Ma in questo caso è meglio non usare l’arma dell’ironia. Siamo a Ragoli, comune di Tre Ville, Busa di Tione, al centro delle Giudicarie. Piccolo paradiso, volendo infiorarla: guarda lassù il Brenta, fai un salto a Iron, il villaggio disabitato dai tempi della peste! Ma non siamo un dépliant pubblicitario e mettiamo i piedi sulla nuda terra.
La notizia in verità non è nuova, ma Stefano Defranceschi è uomo non abituato a lamentarsi o a fare chiassate, anche se ne avrebbe il diritto. Ha sopportato e se l’è messa via, finché qualche amico l’ha raccontata e allora ha accettato di spiegare cosa è successo.
Diciamo subito che Stefano fa l’agricoltore, ma con una filosofia sua: niente coltivazioni intensive, niente diavolerie tecniche o chimiche; tutto naturale. Così pianta un piccolo podere a canapa. «Canapa alimentare», precisa subito.
Una mattina va a controllare la situazione e... sorpresa. «C’è il prato.
Non c’è più nemmeno una pianta. Hanno lasciato i bacchetti tagliati all’altezza del ginocchio. Non è stato il cervo col coltello». Strabuzza gli occhi.
Domanda inutile: chi può essere stato? «Se fosse un ragazzino se ne prenderebbe quattro o cinque piante - commenta - ma trecento piante...». Trova il modo, lui sì, di ironizzare: «Qualcuno la vende per erba da fumare, invece è solo erba alimentare; fa i soldi. Il bello è che se lo prendono non gli possono fare niente, perché non spaccia droga».
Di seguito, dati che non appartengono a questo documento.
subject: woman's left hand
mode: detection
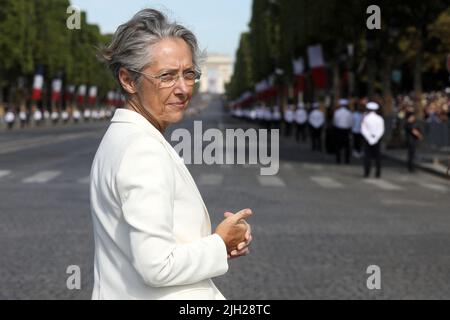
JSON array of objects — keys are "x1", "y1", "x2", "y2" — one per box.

Torna serio: «A vederla è uguale a quella allucinogena», e si addentra in particolari tecnici fatti di sigle, che lasciamo scorrere via.
Vedere scomparire un campo: una pugnalata nel cuore di Stefano. «Già, ma non è l’unica». Nonostante tutto ha la serenità nella voce. «Un giorno sparisce una carriola, un giorno le galline... Rubare ai poréti, siamo messi male».
Poi c’è la storia del mais. Stefano ha un campo lungo la pista ciclabile. Ognuno che passa tira giù una pannocchia.
Sembra una stupidaggine, ma alla fine, «perdi mille euro di qua, mille euro di là... Passano mille persone sulla ciclabile, ognuna si raccoglie la sua pannocchia, e Stefano farina non ne fa. Il fatto è che non c’è più rispetto. Che ci vuoi fare?».
In questo catalogo delle cose brutte ci sono pure le galline. Una mattina Stefano ha trovato il lucchetto del pollaio rotto e cinque galline scomparse. «O al mattino non hai un cavolo da fare, quindi puoi girare di notte, o ce l’hai con me. Vai alle scorte agrarie e con qualche decina di euro te le comperi, o no? Fra l’altro è furto con scasso, che se li prendono...».
Qualche anno di galera, come meritano i ladri di polli nell’Italia dei potenti impuniti.
Il danno in sé non è grave, ma Stefano ha un modo tutto suo di allevare le galline, ala vecia, come dice lui: ha allevato i pulcini, ha fatto il pollaio mobile per spostarsi e portarle al pascolo nei luoghi giusti. «Poi viene uno e te le ruba. Mi chiedesse cinquanta euro... Glieli do e gli dico: vai a comperarti le galline».
C’è una conclusione? «Finirà che metto la fototrappola», esclama Stefano Defranceschi. Starà scherzando o farà sul serio?